DHHS Commissioner Ricker Hamilton released the following statement Thursday afternoon:

"At this time, our focus must be to ensure that the recent tragedies are never repeated, and that the two young girls who lost their lives receive the justice they deserve. I greatly appreciate OPEGA’s review of DHHS’s role within Maine’s child welfare system. We welcome and encourage external reviews of our processes and procedures, to ensure no stone is left unturned."

"Through our internal investigation, we have been able to identify areas in need of improvement, many of which are echoed in OPEGA’s preliminary report. We are working hard at implementing a number of reforms aimed at improving the current system. I look forward to working with OPEGA as they carry out their broader review. I am hopeful that more time and a more deliberative process will result in meaningful analysis and thoughtful recommendations."

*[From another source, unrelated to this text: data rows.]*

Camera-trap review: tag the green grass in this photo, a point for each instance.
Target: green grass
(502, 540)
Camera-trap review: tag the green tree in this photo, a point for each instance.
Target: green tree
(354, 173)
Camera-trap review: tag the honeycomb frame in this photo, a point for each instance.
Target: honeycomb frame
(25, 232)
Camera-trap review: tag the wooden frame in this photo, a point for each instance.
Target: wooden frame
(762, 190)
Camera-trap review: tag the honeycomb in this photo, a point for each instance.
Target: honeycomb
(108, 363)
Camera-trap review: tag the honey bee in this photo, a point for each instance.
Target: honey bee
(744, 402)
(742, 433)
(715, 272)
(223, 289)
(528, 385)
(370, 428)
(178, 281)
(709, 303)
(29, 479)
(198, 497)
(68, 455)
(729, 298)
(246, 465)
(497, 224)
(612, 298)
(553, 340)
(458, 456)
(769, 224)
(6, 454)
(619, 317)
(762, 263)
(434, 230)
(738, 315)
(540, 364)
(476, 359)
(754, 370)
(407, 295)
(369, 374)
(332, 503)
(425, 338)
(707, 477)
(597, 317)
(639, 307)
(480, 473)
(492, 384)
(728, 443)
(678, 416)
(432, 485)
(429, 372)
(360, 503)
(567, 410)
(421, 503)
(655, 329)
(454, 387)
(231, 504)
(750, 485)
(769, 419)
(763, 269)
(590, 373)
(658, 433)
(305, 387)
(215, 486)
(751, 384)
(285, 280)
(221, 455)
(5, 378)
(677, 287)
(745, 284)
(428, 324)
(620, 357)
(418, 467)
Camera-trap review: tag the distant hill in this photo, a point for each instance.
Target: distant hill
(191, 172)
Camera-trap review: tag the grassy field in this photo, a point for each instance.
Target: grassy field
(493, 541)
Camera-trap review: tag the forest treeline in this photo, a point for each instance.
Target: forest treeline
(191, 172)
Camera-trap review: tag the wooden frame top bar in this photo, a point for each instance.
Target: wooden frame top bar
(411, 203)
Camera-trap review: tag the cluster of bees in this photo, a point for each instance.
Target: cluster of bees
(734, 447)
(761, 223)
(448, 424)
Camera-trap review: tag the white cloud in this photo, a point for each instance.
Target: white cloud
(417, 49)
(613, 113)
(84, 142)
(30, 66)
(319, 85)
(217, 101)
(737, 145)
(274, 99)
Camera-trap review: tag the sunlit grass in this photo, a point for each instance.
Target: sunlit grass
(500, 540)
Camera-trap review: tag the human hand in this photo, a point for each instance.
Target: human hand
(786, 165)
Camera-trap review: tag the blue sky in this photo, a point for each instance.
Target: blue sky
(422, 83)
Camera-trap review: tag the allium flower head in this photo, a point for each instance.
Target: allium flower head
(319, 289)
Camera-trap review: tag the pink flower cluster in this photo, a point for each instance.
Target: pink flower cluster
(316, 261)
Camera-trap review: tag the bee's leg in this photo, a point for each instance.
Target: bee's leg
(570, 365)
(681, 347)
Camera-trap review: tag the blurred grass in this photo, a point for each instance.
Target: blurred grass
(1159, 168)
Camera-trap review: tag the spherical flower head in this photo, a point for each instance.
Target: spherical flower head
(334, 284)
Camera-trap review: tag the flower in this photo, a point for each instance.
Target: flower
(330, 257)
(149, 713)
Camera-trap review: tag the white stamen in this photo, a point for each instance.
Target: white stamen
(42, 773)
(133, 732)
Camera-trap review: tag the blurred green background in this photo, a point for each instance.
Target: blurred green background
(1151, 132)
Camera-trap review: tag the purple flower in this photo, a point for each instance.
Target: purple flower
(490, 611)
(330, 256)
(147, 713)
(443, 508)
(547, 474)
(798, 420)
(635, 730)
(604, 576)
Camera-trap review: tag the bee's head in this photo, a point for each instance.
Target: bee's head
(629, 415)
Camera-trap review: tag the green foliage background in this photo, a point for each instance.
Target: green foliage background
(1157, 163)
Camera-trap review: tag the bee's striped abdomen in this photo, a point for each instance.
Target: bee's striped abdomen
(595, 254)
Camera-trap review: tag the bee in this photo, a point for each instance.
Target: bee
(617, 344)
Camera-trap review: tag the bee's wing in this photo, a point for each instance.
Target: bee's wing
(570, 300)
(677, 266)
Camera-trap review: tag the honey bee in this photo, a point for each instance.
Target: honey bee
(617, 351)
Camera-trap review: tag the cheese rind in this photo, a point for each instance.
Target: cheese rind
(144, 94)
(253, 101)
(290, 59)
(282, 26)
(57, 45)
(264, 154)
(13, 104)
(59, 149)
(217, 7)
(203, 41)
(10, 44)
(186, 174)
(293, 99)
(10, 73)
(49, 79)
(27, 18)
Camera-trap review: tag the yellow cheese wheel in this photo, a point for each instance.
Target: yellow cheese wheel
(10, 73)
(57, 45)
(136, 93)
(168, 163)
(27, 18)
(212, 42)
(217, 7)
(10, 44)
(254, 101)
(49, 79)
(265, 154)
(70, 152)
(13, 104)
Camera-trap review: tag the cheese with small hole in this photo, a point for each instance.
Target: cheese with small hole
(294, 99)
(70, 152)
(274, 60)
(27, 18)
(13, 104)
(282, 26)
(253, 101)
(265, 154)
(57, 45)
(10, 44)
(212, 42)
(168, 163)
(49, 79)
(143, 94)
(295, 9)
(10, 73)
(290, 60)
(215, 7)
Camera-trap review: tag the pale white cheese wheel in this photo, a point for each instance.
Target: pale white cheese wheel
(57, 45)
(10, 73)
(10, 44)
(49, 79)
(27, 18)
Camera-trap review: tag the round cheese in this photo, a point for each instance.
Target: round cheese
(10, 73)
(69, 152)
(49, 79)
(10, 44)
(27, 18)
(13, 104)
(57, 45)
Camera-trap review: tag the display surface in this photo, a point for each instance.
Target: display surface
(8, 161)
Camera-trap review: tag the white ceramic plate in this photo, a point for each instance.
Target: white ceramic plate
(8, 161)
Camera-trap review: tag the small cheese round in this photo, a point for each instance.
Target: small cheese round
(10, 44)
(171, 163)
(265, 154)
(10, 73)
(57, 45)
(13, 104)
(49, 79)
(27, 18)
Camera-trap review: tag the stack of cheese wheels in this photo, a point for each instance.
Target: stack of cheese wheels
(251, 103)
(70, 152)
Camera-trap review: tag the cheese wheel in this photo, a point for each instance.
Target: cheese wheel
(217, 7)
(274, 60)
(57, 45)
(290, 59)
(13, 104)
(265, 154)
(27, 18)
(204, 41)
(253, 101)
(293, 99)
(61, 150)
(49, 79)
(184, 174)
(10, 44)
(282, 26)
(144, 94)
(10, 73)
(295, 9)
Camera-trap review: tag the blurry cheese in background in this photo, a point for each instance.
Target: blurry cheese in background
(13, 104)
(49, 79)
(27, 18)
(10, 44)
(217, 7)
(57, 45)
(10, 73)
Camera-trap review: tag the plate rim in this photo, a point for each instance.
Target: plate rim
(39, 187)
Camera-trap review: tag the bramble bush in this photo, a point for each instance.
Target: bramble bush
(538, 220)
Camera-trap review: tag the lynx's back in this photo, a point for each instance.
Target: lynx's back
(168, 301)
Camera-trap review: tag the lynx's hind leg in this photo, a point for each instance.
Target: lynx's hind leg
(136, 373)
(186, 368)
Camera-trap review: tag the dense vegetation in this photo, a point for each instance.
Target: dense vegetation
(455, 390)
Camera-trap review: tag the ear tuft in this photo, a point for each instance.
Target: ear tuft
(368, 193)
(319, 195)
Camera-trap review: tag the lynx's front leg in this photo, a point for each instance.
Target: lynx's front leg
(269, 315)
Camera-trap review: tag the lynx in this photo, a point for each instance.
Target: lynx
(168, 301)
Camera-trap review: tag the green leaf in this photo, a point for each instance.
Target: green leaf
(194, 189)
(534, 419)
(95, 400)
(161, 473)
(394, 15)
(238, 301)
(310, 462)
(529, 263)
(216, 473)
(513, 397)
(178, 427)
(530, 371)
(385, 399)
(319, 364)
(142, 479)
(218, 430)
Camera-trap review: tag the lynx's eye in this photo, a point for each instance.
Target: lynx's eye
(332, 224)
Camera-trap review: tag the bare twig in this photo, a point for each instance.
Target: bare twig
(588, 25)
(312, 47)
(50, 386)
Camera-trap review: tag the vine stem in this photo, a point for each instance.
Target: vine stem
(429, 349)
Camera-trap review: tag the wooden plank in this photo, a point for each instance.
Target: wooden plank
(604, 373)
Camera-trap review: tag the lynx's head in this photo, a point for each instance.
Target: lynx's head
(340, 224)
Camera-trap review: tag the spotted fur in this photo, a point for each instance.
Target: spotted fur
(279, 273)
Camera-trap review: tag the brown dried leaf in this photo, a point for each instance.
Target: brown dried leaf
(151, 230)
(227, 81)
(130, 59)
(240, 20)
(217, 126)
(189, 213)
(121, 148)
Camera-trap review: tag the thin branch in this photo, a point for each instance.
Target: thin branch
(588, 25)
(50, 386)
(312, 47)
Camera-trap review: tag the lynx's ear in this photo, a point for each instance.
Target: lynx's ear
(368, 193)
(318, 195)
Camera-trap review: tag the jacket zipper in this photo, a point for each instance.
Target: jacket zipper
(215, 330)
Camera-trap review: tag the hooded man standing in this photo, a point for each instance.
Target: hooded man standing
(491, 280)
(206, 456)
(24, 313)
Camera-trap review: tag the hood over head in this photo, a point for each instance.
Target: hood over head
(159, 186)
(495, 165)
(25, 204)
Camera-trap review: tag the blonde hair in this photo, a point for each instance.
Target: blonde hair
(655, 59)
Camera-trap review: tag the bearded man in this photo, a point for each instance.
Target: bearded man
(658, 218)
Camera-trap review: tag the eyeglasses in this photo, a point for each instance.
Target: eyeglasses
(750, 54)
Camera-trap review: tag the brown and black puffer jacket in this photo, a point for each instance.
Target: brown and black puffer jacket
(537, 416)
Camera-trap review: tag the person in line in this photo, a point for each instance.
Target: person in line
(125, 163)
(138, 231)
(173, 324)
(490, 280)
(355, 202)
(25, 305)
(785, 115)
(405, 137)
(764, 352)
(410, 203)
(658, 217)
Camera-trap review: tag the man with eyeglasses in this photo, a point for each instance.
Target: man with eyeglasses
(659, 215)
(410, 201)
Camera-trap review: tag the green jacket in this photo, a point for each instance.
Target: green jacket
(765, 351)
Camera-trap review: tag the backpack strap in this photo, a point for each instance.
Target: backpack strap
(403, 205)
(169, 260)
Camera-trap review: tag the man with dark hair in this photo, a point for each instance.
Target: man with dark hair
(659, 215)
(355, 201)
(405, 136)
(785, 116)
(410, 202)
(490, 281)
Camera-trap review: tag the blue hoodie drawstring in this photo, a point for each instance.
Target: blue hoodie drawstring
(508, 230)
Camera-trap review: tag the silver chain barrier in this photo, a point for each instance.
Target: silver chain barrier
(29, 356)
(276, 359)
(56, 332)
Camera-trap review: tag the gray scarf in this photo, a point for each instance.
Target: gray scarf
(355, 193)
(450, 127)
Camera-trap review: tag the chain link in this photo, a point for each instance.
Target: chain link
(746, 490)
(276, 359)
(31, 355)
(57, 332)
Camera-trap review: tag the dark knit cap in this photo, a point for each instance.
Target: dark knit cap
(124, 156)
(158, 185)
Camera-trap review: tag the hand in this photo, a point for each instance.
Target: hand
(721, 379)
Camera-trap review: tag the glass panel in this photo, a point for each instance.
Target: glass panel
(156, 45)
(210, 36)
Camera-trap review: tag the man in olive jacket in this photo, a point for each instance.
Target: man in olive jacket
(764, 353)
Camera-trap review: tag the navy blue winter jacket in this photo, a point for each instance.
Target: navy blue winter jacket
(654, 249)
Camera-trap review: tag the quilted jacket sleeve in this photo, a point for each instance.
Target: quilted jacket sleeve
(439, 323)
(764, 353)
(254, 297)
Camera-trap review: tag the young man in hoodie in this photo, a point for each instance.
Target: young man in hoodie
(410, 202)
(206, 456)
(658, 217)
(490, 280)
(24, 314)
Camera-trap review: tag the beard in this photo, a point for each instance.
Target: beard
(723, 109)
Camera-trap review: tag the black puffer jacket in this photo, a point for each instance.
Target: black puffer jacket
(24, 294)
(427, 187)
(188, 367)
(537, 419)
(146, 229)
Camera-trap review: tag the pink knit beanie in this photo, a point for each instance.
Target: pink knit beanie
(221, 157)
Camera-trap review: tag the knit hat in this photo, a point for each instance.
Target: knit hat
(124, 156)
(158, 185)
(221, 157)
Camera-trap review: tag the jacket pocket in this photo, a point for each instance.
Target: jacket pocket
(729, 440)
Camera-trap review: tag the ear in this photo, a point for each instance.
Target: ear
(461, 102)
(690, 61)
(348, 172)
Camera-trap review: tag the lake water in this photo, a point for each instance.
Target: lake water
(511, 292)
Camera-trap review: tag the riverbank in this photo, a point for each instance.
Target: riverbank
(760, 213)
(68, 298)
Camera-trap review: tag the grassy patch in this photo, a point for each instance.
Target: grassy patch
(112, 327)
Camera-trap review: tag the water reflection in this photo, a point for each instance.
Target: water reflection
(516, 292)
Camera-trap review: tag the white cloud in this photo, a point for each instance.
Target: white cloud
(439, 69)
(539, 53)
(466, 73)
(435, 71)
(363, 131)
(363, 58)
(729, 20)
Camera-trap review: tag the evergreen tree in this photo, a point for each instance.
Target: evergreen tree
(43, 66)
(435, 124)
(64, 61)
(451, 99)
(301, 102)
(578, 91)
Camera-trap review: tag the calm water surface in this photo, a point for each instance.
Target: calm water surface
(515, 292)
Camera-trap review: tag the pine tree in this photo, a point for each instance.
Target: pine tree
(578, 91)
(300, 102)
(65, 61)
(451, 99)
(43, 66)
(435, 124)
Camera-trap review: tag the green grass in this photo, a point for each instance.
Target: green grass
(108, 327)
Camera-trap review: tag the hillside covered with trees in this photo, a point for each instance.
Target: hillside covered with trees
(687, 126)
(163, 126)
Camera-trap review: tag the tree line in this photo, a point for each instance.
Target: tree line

"I am eager for the time when the criminal investigations have concluded and additional information will be available for the public. I agree with the advice of the Attorney General that nothing should jeopardize justice for these two victims. Once that has been achieved, I am confident that the Department’s internal review, combined with the findings of the reviews done by a number of different oversight entities, will provide substantive insight for reform and improvement. Evaluating the entire network of parties that make up our state’s child welfare system is critical to this process."